連載
posted:2014.2.18 from:奈良県吉野町 genre:ものづくり
sponsored by 貝印
〈 この連載・企画は… 〉
「貝印 × colocal ものづくりビジネスの未来モデルを訪ねて。」は、
日本国内、あるいはときに海外の、ものづくりに関わる未来型ビジネスモデルを展開する現場を訪ねていきます。
editor profile
Tetra Tanizaki
谷崎テトラ
たにざき・てとら●アースラジオ構成作家。音楽プロデューサー。ワールドシフトネットワークジャパン代表理事。環境・平和・社会貢献・フェアトレードなどをテーマにしたTV、ラジオ番組、出版を企画・構成するかたわら、新しい価値観(パラダイムシフト)や、持続可能な社会の転換(ワールドシフト)の 発信者&コーディネーターとして活動中。リオ+20など国際会議のNGO参加・運営・社会提言に関わるなど、持続可能な社会システムに関して深い知見を持つ。http://www.kanatamusic.com/tetra/
photographer
Suzu(Fresco)
スズ
フォトグラファー/プロデューサー。2007年、サンフランシスコから東京に拠点を移す。写真、サウンド、グラフィック、と表現の場を選ばず、また国内外でプロジェクトごとにさまざまなチームを組むスタイルで、幅広く活動中。音楽アルバムの総合プロデュースや、Sony BRAVIAの新製品のビジュアルなどを手がけメディアも多岐に渡る。https://fresco-style.com/blog/
吉野は世界遺産にも選ばれた歴史ある修験道の聖地。
金峯山寺を中心とした古い社寺が立ち並ぶ吉野山に囲まれた吉野町を起点に、
信仰の文化と暮らしが根付いている。
山は信仰の対象であり、山から生まれる伝統的なものづくりがある。
奈良・吉野では、19世紀のはじめ頃から伝わる
「山守(やまもり)」という独特の森林管理制度がある。
山守は、何世紀にもわたり築かれた山林所有者と
山林管理者との深い信頼関係を柱に、
途絶えることなく持続可能な山林育成を継続してきた。
吉野の山守・中井章太さん。
江戸時代から代々、山を守り、森を育ててきた。

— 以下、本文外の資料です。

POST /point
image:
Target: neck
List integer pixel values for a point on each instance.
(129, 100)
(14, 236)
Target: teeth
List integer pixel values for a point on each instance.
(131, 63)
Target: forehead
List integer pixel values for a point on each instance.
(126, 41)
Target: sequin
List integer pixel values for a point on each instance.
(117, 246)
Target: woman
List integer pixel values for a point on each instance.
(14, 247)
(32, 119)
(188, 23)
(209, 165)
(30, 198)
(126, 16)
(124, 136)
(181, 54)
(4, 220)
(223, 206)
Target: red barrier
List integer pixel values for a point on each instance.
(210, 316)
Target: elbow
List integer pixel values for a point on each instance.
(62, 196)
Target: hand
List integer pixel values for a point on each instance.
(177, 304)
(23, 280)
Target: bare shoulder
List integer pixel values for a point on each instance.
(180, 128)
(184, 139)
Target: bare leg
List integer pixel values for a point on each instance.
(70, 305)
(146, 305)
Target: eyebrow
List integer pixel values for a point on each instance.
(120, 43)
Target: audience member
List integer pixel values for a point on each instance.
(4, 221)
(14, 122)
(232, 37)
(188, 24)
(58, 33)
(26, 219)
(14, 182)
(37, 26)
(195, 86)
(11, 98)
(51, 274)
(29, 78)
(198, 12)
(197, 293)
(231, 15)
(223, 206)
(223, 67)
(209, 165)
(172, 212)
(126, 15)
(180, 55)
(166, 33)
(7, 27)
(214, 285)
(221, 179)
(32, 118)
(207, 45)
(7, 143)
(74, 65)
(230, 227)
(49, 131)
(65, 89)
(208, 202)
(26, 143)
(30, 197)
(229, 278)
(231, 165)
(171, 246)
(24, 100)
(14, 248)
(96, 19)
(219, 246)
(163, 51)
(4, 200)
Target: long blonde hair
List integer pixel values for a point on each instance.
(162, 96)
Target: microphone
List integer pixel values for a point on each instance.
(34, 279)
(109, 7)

中井さんはその七代目。
山守としての役割、林業としての仕事のほかに、
吉野町会議員として、吉野の文化、ものづくりの現場をサポートしている。
今回、吉野のものづくりの現場を案内していただいた。
「吉野は最上流に山の文化があり、
山守がいて、林業などの素材生産業があり、
そこから樽丸、和紙、椎茸栽培などの産業があります。
そして端材は、最後には割り箸になります」
吉野杉から生まれる樽丸。そして吉野の森と水が生み出す和紙。
そしてその椎茸栽培など、吉野の恵みから生まれる現場を案内していただいた。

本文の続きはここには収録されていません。